Equifax CEO retires amid probe
Equifax CEO Richard Smith retired effective immediately on Tuesday, as the credit reporting agency tries to clean up the mess left by a damaging data breach that exposed highly sensitive information about 143 million Americans.
His departure follows those of two other high-ranking executives after Equifax disclosure that hackers exploited a software flaw that the company didn't fix to access people's Social Security numbers, birth dates and other personal data that provide the keys to identify theft.
Smith, who had been Equifax's CEO since 2005, will also step down from the chairman post. Paulino do Rego Barros Jr, most recently president of the Asia Pacific region, was named interim CEO, while board member Mark Feidler was appointed non-executive chairman. Equifax said it will look both inside and outside the company for a permanent CEO.
Equifax said Smith was retiring, but will not receive his annual bonus and other potential retirement-related benefits until the company's board concludes an independent review of the data breach. If the review does not find Smith at fault, he could walk away with a retirement package of at least US$18.48 million, along the value of the stock and options he was paid out over his 12-year tenure.
Even with the departures of three top executives, Equifax is still facing several inquiries and class-action lawsuits, including Congressional investigations, queries by the Federal Trade Commission and the Consumer Financial Protection Bureau, as well as several state attorneys general.

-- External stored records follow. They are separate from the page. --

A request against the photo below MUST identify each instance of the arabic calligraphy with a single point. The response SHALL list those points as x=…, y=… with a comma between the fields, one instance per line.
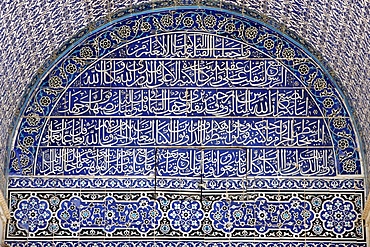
x=192, y=163
x=186, y=102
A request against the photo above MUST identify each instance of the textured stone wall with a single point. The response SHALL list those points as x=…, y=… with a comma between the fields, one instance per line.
x=30, y=31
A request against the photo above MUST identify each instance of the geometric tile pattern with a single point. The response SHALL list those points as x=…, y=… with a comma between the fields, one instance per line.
x=198, y=101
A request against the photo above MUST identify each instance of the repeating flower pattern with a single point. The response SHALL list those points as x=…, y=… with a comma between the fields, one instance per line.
x=32, y=214
x=338, y=215
x=186, y=215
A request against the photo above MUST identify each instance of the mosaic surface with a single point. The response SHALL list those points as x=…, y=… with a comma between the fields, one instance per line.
x=186, y=125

Three executives, none of them among those who have left, were found to have sold stock for a combined US$1.8 million before Equifax disclosed the most serious breach, though the company says they were unaware of it at the time.

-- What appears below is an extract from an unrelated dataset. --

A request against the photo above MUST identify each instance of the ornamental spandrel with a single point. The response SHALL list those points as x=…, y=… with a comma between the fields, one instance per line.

Although analysts had previously applauded Equifax's performance under Smith, he and the rest of his management team had come under fire for lax security and its response to the breach. Confusion over the terms of credit-monitoring protection and jammed phone lines added to people's ire. Its stock has lost a third of its value a US$5.5 billion setback.

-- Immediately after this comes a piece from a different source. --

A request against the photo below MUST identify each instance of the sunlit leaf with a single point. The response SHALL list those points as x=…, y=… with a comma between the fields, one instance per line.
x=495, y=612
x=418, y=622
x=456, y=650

The data breach might not have happened if Equifax had responded promptly to a March warning about a known security weakness in a piece of open-source software called Apache Struts. Even though a repair was released, Equifax didn't immediately install it. Digital burglars used the crack in Equifax's computer systems to break in from May 13 through July 30, according to the company's accounting.
Equifax said it didn't fathom the breadth of information that had been stolen until shortly before issuing a public alert on September 7, triggering the wave of withering condemnations that has led to Smith's departure.